Perché il ponte non crolli dovremo essere capaci di ripartire da chi sta peggio, da chi è povero o si sta impoverendo.

La Regione dovrà essere capace di rimettere in piedi il sistema di welfare devastato da quattro anni della Giunta Cota. Da un lato si dovranno ripristinare i servizi essenziali e tradizionali che sono stati falcidiati dai tagli e dall’altro sarà necessario promuovere un nuovo modo di intendere il lavoro sociale che tenga conto dei cambiamenti che attraversano la nostra società.

I bambini, gli anziani, gli ammalati e tutti coloro che vivono situazioni di disagio o difficoltà dovranno essere al centro delle politiche regionali. Non possiamo accettare la deriva culturale per cui l’esercizio dei diritti sia subordinato alla disponibilità di risorse: questo fa si che questi, i diritti, si trasformino in privilegi.

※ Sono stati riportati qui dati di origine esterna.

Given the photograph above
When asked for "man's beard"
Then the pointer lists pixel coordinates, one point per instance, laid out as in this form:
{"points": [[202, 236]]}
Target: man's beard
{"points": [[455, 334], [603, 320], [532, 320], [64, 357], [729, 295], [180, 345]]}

Sarà necessario intervenire su almeno tre aspetti:

  1. il dimesionamento dei consorzi socio-assistenziali: essi dovranno essere rappresentativi di territori mediamente grandi e con caratteristiche omogenee. Il “piccolo” oggi non è più in grado di sostenere i servizi necessari.
  2. l’uguaglianza di accesso ai servizi socio-assistenziali. Attualmente le differenze di contribuzione individuale al servizio e di accesso al servizio stesso sono eccessive. La Regione dovrà ripristinare la propria funzione di programmazione e coordinamento al fine di garantire i livelli essenziali di assistenza a parità di condizioni di accesso e di costo su tutto il territorio.